We could see the cave analogy as a bit of a confidence trick. If the ideal forms exist only in the imagination, maybe we are really outside the cinema living in the real world and he is trying to persuade us to go into the cinema to watch a movie called Ideal Forms (not a bad title for a soft porn flick.)

Sometimes a symbol is so powerful that it transcends the ideology of the person who gives expression to it. I think this is true of the cave analogy.

Plato’s cave helped to inspire the 1999 science fiction film The Matrix. Here it turns out that humans are living in a simulated reality while actually being used as bioenergy batteries by parasitic machines. The hero Neo is given an choice to swallow a red pill which will enable him to see reality or a blue one which will allow him to go back to the illusory world.

Laurence Fishburne from The Matrix

This has provided a powerful metaphor to conspiracy theorists, libertarians, anarchists, and other critics of “the dominant paradigm.” The world is full of red pill pushers.

Is there a sense in which the world we take to be real is not real? Is there a reason such ideas resonate with us?

I think it may be helpful to turn Plato on his head. What keeps us from seeing reality is that we are blinded by abstract forms.

Here is an example. I love the sight of a beautiful woman. Am I really seeing the woman? She is a living organism performing a vast variety of functions. She is an ecosystem within which live a multitude of other living things. She is a conscious entity alive with emotions, memories, thoughts and desires. She was once an egg and a sperm. One day she will be dust. Her beauty blinds me to much of this. Only as I become desensitised to it somewhat do I see more. What am I seeing when I see her beauty? What we call beautiful in a woman is generally that which gives a youthful appearance. When we were young we were free of the bitterness or egotism which blocks love. So beauty is a symbol for love. So I’m blinded to the reality by an idea - the idea of love.

All the time we project and we filter. The world we see around us is a world distorted by our needs. We will see those things which serve to boost our insecure ego and we will block out those which might threaten it.

This is particularly true if we are believers in a dogma. We maintain our belief by concentrating on that which appears to support it and evading that which contradicts it. This is known as confirmation bias.

So how can we leave the cinema and live in the real world?

We need to have a secure ego. The ego is the conscious thinking self. We put down “ego” because our ego is usually insecure and thus embattled and thus a barrier to love and truth. But our conscious thinking self can become secure enough to go wide-eyed and naked in the world.
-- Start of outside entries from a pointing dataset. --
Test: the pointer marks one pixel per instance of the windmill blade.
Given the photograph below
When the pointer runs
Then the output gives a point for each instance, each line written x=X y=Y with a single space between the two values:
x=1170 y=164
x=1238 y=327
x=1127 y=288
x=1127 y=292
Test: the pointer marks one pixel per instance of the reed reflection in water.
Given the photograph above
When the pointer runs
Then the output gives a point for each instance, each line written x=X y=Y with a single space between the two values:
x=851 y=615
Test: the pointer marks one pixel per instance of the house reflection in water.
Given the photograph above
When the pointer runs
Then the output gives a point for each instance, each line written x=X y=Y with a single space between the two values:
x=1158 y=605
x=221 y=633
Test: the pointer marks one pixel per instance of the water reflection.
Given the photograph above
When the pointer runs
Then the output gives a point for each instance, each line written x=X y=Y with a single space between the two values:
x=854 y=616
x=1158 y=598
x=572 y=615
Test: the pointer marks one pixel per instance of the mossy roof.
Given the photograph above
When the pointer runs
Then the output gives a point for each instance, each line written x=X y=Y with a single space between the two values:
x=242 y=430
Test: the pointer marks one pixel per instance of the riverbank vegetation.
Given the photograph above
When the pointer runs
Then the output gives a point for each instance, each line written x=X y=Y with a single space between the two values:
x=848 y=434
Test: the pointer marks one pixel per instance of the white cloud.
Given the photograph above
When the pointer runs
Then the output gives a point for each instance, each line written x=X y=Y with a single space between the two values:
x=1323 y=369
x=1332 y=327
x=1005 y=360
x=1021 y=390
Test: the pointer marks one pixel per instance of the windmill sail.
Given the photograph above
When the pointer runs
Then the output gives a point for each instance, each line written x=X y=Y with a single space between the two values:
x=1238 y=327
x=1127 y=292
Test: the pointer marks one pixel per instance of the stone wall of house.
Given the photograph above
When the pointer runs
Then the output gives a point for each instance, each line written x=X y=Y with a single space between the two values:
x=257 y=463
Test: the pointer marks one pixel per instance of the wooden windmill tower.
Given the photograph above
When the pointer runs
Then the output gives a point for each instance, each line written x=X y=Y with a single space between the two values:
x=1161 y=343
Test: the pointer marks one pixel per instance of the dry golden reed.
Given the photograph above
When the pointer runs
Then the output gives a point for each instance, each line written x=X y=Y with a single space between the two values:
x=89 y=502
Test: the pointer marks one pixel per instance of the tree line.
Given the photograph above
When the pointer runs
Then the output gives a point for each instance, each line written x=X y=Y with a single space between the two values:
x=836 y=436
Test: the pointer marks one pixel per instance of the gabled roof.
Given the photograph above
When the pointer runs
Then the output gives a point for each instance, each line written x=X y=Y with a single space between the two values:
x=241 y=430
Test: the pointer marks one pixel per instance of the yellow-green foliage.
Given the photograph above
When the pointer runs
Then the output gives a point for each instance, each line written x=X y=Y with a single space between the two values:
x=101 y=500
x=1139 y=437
If we don’t become secure then we may take someone’s red pill only to find that they have led us from one Matrix into another. We may be woken up to how we have been a slave of capitalism only to find ourselves a slave of socialism. We are in the cinema because it makes us feel secure. Unless we learn to provide our own security, the best we will be able to do is to go from a cinema showing one kind of a movie to one showing another.

We cultivate our own security of ego by practicing unconditional self-acceptance. Our insecurity comes from being at war with our self, feeling we need to try to control our thoughts or our emotions. We don’t need to think the right thoughts or feel the right feelings. All of us are a mess of contradictions, but when we allow ourselves to be such without judgement, a deeper and truer integrity gradually forms.

The sunshine which lights the world outside the cinema is love. Love is really being with others, not just with the forms our embattled ego needed to project onto them.